North Korea makes a key step in its nuclear weapons programme by launching a ballistic missile from a submarine – the latest in a list of actions to anger and worry the international community.
South Korea called the action “very serious and concerning” and urged Pyongyang to immediately stop developing submarine-launched ballistic missiles (SLBMs), which it said hindered regional security.
North Korea is already placed under a number of UN sanctions for its missile and nuclear tests, and is believed to be trying to develop a nuclear device small enough to be mounted on a ballistic missile.
The brutal regime’s submarine fleet, like much of its military, is based on Soviet-era technology and the country is still some way from developing any missile system of submarine that could threaten its sworn enemy – the United States.
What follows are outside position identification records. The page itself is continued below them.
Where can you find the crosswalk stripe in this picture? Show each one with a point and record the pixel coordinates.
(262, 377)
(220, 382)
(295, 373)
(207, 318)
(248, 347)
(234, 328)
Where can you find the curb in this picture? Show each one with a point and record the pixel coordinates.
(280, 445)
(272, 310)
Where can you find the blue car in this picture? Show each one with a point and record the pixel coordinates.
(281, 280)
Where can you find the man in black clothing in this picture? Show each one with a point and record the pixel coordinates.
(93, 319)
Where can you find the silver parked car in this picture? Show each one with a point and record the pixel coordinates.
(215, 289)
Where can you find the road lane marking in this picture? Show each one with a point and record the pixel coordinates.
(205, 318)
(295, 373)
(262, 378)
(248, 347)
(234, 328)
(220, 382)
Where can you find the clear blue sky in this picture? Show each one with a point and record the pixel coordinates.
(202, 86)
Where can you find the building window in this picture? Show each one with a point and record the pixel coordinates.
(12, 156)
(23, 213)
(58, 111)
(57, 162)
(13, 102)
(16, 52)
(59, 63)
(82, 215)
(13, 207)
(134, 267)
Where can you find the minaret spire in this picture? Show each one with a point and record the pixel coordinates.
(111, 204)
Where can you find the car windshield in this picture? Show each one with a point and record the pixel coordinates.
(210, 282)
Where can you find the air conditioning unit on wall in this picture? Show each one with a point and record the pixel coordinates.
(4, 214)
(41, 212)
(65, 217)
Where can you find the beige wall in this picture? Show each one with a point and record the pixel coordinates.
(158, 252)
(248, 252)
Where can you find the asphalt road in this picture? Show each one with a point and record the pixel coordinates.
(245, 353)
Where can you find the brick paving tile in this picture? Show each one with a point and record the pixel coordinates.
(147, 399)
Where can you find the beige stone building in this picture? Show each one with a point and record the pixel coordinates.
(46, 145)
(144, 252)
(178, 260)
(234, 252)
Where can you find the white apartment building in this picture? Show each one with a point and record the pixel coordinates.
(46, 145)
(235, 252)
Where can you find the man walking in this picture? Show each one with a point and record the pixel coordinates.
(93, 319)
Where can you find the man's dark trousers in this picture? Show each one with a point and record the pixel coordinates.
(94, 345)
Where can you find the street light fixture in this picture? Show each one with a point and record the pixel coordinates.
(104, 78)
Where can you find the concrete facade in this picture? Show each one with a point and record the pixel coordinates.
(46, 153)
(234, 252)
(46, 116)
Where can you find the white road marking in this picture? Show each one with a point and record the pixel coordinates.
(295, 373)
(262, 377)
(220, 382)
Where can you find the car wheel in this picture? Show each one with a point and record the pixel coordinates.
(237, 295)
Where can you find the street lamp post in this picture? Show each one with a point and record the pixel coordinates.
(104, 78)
North Korea’s test appears to have been successful in getting a missile launched from under the sea’s surface. There is a further challenge in submarine missile technology North Korea will need to overcome – getting the missile on an arched trajectory so it can head towards its target.
One South Korean defence official said North Korea could have fully operational, ballistic-missile armed submarines within five years.
The missile travelled around 150 metres, a South Korean official said.
North Korea’s state controlled news agency KCNA, the mouthpiece of Kim Jong-un’s regime, said the missile test showed North Korea has a “world-level strategic weapon capable of striking and wiping out in any waters the hostile forces infringing upon the sovereignty and dignity of Songun Korea”.